What is a Cash Commodity?

Malcolm Tatum

Different from a futures commodity, a cash commodity is a physical asset that is being purchased or sold, with payment rendered immediately. Ownership of a cash commodity is transferred upon receipt of the payment. In some markets, a cash commodity is referred to as actuals.

Corn is a cash commodity.
Corn is a cash commodity.

The underlying premise of the cash commodity is not the same as a futures commodity. With futures, the goods or securities are purchased or sold with the stipulation of future delivery. This usually works out fine for the buyer and seller, as the seller does recognize immediate benefit from the sale, and the buyer is free to put the security or asset up for immediate sale without having to wait for actual possession to take place. Often, investors engage in the execution of a futures contract with the intent of making a quick profit from turning over the asset.

With a cash commodity, there is no deferred period before delivery of the good or security. Possession is often held for a period of time before another sale is engaged. In fact, some types of cash commodities are intended for long term ownership. Precious metals such as gold or silver are examples of a cash commodity that the investor is likely to retain for an extended period of time.

In other cases, the cash commodity may be sold in the short term, depending on market conditions. This is particularly true with any cash commodity that may have a relatively short shelf life. Products such as soybeans or corn are examples of a cash commodity that is acquired and then sold to an appropriate investor within a short period of time.
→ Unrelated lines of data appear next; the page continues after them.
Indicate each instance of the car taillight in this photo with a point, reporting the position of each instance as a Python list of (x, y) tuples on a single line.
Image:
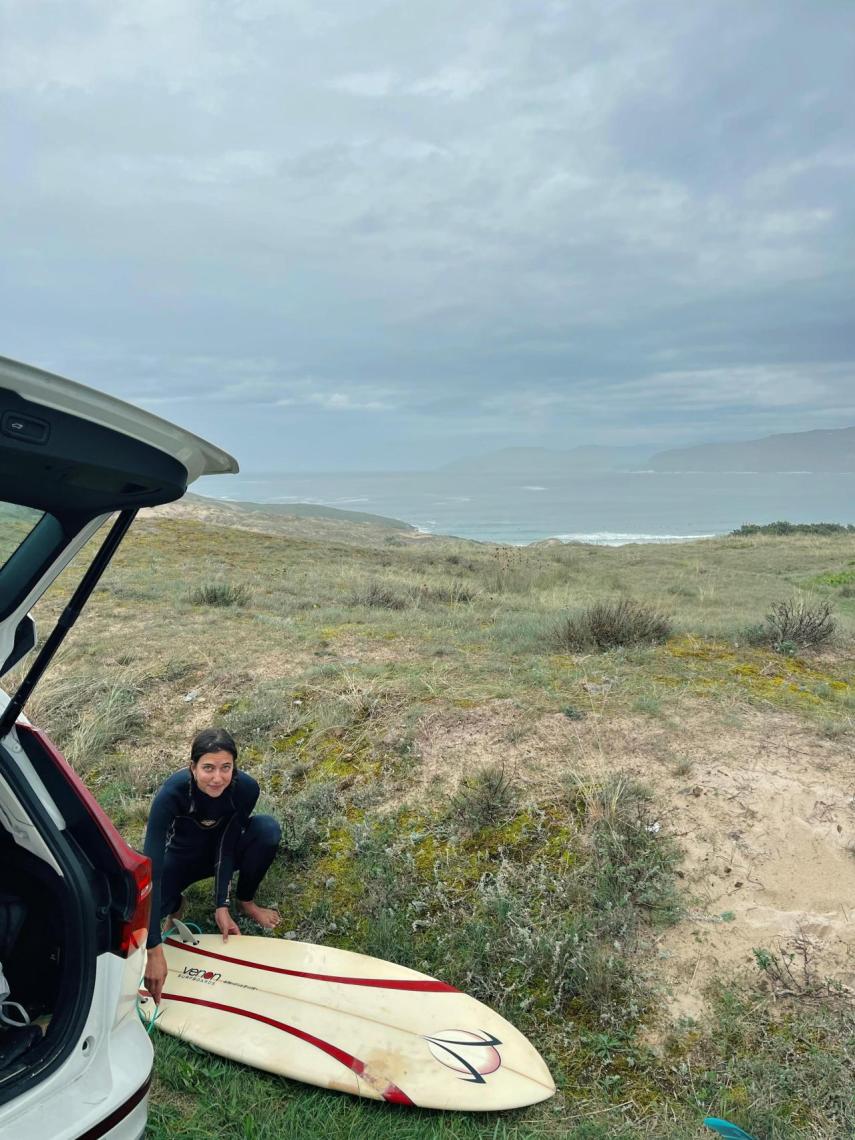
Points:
[(135, 908), (133, 933)]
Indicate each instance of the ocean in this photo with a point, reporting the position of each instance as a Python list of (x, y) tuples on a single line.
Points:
[(608, 509)]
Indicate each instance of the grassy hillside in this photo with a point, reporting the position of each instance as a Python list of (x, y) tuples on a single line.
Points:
[(638, 853)]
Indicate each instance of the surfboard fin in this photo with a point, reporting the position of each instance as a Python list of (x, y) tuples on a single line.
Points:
[(727, 1130), (185, 934)]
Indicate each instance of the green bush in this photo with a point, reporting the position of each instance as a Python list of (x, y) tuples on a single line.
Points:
[(794, 528), (380, 595), (609, 625), (485, 799)]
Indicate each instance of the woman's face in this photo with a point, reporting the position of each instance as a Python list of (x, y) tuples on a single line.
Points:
[(213, 772)]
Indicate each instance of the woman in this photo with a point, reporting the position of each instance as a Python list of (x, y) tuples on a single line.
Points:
[(198, 827)]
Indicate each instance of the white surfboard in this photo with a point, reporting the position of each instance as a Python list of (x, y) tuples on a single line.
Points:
[(347, 1022)]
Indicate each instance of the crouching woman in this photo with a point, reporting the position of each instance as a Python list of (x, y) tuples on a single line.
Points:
[(201, 824)]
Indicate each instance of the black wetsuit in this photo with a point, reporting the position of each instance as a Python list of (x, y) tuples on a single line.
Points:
[(192, 836)]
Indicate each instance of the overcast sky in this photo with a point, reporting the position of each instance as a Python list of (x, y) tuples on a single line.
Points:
[(374, 235)]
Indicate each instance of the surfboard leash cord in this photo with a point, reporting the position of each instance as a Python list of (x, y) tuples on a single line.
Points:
[(149, 1023)]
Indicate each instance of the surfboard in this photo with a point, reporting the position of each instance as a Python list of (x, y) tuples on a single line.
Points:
[(347, 1022)]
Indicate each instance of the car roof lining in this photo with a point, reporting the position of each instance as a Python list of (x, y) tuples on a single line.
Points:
[(79, 469)]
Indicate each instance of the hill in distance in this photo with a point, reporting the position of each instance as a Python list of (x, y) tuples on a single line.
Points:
[(805, 450), (821, 450), (296, 520)]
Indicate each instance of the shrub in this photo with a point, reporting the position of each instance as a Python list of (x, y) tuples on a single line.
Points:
[(455, 593), (219, 593), (485, 799), (379, 594), (794, 528), (799, 624), (608, 625)]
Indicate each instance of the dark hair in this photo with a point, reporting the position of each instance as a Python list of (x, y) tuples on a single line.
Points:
[(212, 740)]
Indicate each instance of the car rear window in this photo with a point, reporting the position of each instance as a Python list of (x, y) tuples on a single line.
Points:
[(16, 522)]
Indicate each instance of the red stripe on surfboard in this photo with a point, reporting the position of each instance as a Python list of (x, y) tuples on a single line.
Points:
[(391, 1092), (429, 986)]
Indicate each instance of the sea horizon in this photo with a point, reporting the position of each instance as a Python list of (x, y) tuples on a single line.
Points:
[(609, 509)]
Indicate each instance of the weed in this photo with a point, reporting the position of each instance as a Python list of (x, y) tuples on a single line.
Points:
[(219, 593), (799, 623), (791, 971), (485, 799), (379, 595), (89, 715), (610, 625)]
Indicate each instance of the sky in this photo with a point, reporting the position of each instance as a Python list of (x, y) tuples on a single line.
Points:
[(373, 235)]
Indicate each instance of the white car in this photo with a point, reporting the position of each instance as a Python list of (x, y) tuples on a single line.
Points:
[(74, 898)]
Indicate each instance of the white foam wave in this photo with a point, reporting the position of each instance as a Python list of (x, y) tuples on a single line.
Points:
[(613, 538)]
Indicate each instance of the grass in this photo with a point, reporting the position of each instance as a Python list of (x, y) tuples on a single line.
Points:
[(542, 893), (219, 593), (611, 625)]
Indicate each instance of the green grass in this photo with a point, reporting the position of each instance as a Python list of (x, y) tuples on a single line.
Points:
[(542, 896)]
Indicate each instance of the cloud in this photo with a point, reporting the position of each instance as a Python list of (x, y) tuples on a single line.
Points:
[(543, 221)]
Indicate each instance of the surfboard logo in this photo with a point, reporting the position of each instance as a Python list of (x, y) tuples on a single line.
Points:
[(194, 974), (470, 1052)]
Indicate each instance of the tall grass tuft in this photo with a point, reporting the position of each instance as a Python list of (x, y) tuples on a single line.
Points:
[(89, 715), (610, 625), (219, 593)]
As with any type of investment opportunity, dealing with a cash commodity requires careful investigation about the chances for realizing a profit from the venture. When selling a cash commodity, the goal is to hold onto the commodity until market conditions are right for selling at a good price. For buyers, the idea is to acquire the cash commodity at a price that is competitive and will ultimately increase enough in value to make the resale worth the time and effort involved with making the original purchase.